Is This Anything? 7

People talk about how AI will enable "the first one-person billion-dollar business"; I find this very dumb and it aggravates me. (I can't fully explain why I find this annoying, out of all the dumb things in existence, but so it goes).

Basically, "one person billion-dollar business" feels like a fact about your legal setup and contracting decisions rather than a real fact about your business.

I have no idea what her business situation is like but I'm pretty sure JK Rowling could have been a one-person billion-dollar business if she outsourced everything to contractors. Why should I care if she hires a full-time employee accountant vs signing a non-employee contract with an accounting firm? I'm sure the "one-person business" people are pointing at something, but I don't know what it is.


There's an economic model I've had vaguely in my head for a while, but which I've never really concretized, that's roughly like this:

Once upon a time, if you lived in a village and played the fiddle, you had a local captive audience that couldn't hear music easily except from your local band. You could get a ton of Live Music Performance Reps in with an appreciative audience, and after a while you'd be good enough to go to the nearest town and get more reps with a bigger audience, and eventually you could move to the city and become a fiddle superstar. I'm sure you had lots of other problems but in terms of your fiddle–playing this seems really ideal to me.

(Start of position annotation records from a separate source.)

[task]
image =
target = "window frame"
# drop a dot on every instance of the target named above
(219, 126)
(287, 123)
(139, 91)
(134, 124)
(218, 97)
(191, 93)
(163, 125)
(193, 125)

In the modern day, everything is different. People can listen to world-class fiddlers on their phones all day, or watch videos of fiddle concerts by the world's best fiddlers, and with improvements in transportation (and incomes) even hearing those musicians live is infinitely easier than it was a hundred years ago. And for consumers this is in some sense Good, but it also creates a problem of "how will our next generation of champion fiddlers learn to fiddle?"

Anyway. It strikes me that plausibly AI will create this problem in a whole bunch of new domains. I know there's a future where this is irrelevant because even the best fiddle-player is supplanted by AI two years from now, but suppose we're in a world instead where AI is better than 95% of people at any given task but the best human practicitioners are still better. How do those best human practitioners ever get to be best in a world where their many years of learning-curve are not appealing to any audience because AI provides a better version? Yes you can practice alone in your room for years until you show the world anything, but a) this is very unrewarding, and b) there's some things you can only learn by doing them for other people. I worry about this.

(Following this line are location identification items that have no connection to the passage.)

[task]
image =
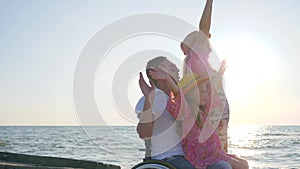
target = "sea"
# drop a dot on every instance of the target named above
(264, 147)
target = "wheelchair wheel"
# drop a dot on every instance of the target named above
(153, 164)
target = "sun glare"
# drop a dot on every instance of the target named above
(248, 60)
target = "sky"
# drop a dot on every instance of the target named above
(43, 42)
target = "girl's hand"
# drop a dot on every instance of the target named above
(158, 74)
(144, 86)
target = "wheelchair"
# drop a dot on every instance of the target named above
(153, 164)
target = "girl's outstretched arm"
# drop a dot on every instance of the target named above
(205, 21)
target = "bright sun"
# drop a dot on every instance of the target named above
(248, 60)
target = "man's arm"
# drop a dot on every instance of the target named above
(145, 125)
(205, 21)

One possible outcome of AI (again, in the short term) is that it's a massive boon to "solo creators" who aren't that great at getting along with other people. In the old days, if you wanted to learn songwriting, you had to be good at songwriting but also either 1) good-enough at playing music to perform your songs, 2) good-enough at friend-making to find someone who would sing your songs. To the extent that AI creates a good-enough complement to all kinds of skills like this, the benefits accrue disproportionately to people who aren't good at finding human partners to work.